Project 2

Variability and Function Learning

Published

January 9, 2024

Introduction

In project 1, we applied model-based techniques to quantify and control for the similarity between training and testing experience, which in turn enabled us to account for the difference between varied and constant training via an extended version of a similarity based generalization model. In project 2, we will go a step further, implementing a full process model capable of both 1) producing novel responses and 2) modeling behavior in both the learning and testing stages of the experiment. Project 2 also places a greater emphasis on extrapolation performance following training - as varied training has often been purported to be particularly beneficial in such situations. Extrapolation has long been a focus of the literature on function learning (Brehmer, 1974; Carroll, 1963). Central questions of the function learning literature have included the relative difficulties of learning various functional forms (e.g. linear vs.bilinear vs. quadratic), and the relative effectiveness of rule-based vs. association-based exemplar models vs. various hybrid models (Bott & Heit, 2004; DeLosh et al., 1997; Jones et al., 2018; Kalish et al., 2004; M. Mcdaniel et al., 2009; M. A. Mcdaniel & Busemeyer, 2005). However the issue of training variation has received surprisingly little attention in this area.

Methods

Participants

Data was collected from 647 participants (after exclusions). The results shown below consider data from subjects in our initial experiment, which consisted of 196 participants (106 constant, 90 varied). The follow-up experiments entailed minor manipulations: 1) reversing the velocity bands that were trained on vs. novel during testing; 2) providing ordinal rather than numerical feedback during training (e.g. correct, too low, too high). The data from these subsequent experiments are largely consistently with our initial results shown below.

Task

We developed a novel visuomotor extrapolation task, termed the “Hit The Wall” (HTW) task, wherein participants learned to launch a projectile such that it hit a rectangle at the far end of the screen with an appropriate amount of force. Although the projectile had both x and y velocity components, only the x-dimension was relevant for the task.  Link to task demo

Design

  1. 90 training trials split evenly divided between velocity bands. Varied training with 3 velocity bands and Constant training with 1 band.
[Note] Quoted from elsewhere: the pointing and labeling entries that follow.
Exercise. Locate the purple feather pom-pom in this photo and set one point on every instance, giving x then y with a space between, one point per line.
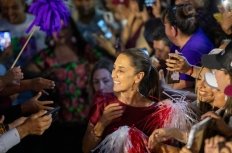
50 15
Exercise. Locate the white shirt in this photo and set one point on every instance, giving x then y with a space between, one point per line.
8 140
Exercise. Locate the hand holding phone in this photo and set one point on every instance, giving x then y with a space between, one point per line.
54 112
5 40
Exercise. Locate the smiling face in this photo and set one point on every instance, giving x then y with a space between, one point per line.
161 49
223 79
124 75
204 92
102 81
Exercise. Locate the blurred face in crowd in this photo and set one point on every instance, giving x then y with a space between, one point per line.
223 79
161 49
204 91
102 81
84 7
170 31
123 74
13 11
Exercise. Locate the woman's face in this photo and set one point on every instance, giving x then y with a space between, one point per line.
123 74
102 81
204 92
223 79
170 31
219 98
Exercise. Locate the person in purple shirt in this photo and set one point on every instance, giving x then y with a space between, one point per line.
181 27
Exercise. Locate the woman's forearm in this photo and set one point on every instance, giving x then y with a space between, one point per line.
12 89
92 137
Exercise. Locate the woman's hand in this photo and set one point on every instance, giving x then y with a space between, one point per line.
111 112
211 144
226 22
178 63
185 150
17 122
221 125
33 105
157 136
13 76
39 84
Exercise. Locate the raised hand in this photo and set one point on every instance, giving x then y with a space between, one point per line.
39 84
33 105
211 144
177 63
36 124
111 112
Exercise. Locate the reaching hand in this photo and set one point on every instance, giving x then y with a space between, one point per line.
160 135
38 84
226 22
211 145
111 112
177 63
33 105
185 150
36 124
221 125
17 122
14 76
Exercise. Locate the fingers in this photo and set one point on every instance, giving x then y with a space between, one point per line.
47 107
112 106
2 118
38 95
48 102
185 150
210 114
39 114
152 142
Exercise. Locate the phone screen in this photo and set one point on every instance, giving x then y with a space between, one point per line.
102 25
149 3
5 40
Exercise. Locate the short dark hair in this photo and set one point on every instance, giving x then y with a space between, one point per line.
182 16
154 30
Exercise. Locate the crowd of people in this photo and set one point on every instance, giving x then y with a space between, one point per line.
127 75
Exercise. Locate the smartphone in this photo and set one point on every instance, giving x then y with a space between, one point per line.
147 3
104 29
5 40
54 112
227 4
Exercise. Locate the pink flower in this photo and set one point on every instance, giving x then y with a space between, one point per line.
80 70
80 83
72 88
61 74
70 75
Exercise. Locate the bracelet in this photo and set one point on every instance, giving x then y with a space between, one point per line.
3 128
191 71
94 133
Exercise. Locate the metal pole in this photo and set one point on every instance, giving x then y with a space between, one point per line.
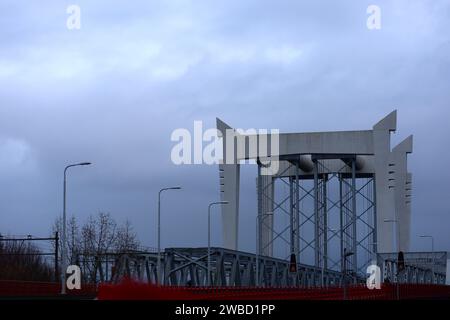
64 244
158 264
258 245
56 255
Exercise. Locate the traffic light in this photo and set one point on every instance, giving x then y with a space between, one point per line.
401 261
293 264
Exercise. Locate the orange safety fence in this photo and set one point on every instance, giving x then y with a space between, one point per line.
17 289
130 290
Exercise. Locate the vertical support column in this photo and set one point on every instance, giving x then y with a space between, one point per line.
316 216
297 213
325 222
374 235
266 189
292 215
354 215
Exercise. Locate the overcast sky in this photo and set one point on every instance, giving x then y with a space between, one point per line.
113 91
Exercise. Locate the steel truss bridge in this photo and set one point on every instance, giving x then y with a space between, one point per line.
188 267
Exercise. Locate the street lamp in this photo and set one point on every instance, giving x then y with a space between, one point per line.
432 252
63 247
346 255
158 265
209 239
398 249
258 217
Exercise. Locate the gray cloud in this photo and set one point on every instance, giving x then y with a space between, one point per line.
113 92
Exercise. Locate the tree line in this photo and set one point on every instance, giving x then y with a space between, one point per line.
100 237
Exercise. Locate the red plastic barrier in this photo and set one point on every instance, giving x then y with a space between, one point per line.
129 290
17 289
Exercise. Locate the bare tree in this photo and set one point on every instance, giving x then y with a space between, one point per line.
126 238
97 240
73 238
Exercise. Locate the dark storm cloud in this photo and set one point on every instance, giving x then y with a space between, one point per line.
113 92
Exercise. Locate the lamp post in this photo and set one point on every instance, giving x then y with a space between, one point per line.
209 239
258 217
64 245
346 254
398 249
158 264
432 252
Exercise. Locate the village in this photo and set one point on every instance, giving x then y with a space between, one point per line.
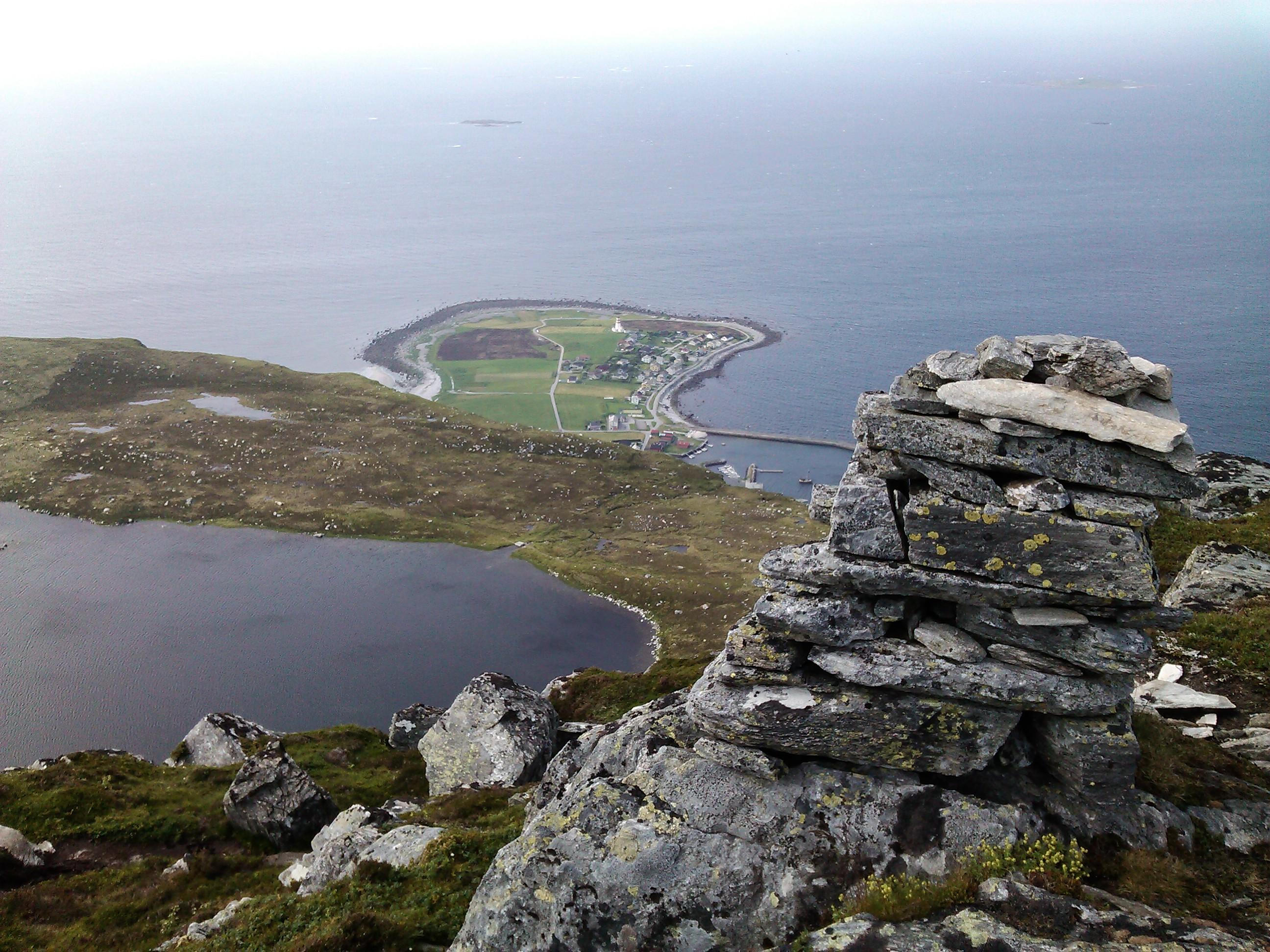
652 359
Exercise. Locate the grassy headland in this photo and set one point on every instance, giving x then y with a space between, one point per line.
346 456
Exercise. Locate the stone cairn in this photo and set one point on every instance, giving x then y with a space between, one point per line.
978 607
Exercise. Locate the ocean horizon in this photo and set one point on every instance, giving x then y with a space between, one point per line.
874 194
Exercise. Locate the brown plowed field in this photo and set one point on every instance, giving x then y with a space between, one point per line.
492 344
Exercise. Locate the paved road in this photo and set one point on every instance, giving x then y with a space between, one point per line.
559 367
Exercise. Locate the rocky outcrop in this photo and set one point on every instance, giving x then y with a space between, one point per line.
1235 485
218 740
939 673
496 734
1217 577
411 724
1243 824
21 850
205 929
352 838
1015 917
998 642
275 798
648 834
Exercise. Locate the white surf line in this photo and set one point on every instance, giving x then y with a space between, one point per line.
559 368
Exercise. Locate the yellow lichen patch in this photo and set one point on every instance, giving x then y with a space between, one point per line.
624 846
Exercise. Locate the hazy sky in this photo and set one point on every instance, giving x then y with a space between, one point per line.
76 40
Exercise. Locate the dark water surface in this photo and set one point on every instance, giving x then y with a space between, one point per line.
906 179
125 636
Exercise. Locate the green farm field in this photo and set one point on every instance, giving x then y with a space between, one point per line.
497 367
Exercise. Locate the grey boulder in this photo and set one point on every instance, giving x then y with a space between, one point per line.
1235 485
953 365
1243 824
821 621
496 734
1101 648
1038 549
1098 366
1160 378
334 850
652 844
948 642
915 393
1001 357
1217 577
821 503
907 667
1070 459
1041 494
22 850
1114 509
218 740
863 521
272 796
810 714
411 724
351 839
1065 410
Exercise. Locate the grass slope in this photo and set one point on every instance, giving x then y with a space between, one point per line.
347 456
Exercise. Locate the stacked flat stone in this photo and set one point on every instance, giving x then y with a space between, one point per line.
978 607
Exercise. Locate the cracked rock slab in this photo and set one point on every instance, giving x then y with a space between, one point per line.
907 667
1065 410
496 734
816 715
1100 648
651 846
1043 550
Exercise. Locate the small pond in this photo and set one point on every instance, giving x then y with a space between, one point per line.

  2. No-feedback testing from 3 novel extrapolation bands. 15 trials each.  

  3. No-feedbacd testing from the 3 bands used during the training phase (2 of which were novel for the constant group). 9 trials each.

  4. Feedback testing for each of the 3 extrapolation bands. 10 trials each.

Experiment Procedure

Results

Training

Training performance is shown in Results Figure 2A. All groups show improvement from each of their training velocity-bands (i.e. decreasing average distance from target). In the velocity band trained at by both groups (800-1000), the constant group maintains a superior level of performance from the early through the final stages of training. This difference is unsurprising given that the constant group had 3x more practice trials from that band.

Code
#fig.cap="\\label{fig:figs}training performance"

#title=paste0("HTW Training")
#figpatch::fig(here("Assets/Training-1.png"))
knitr::include_graphics(here("Assets/Training-1.png"))

Code
  #fig_lab(.,title,pos="top",fontface='bold',size=12,hjust=.01)

Testing

For evaluating testing performance, we consider 3 separate metrics. 1) The average absolute deviation from the correct velocity, 2) The % of throws in which the wall was hit with the correct velocity and 3) The average x velocity produced.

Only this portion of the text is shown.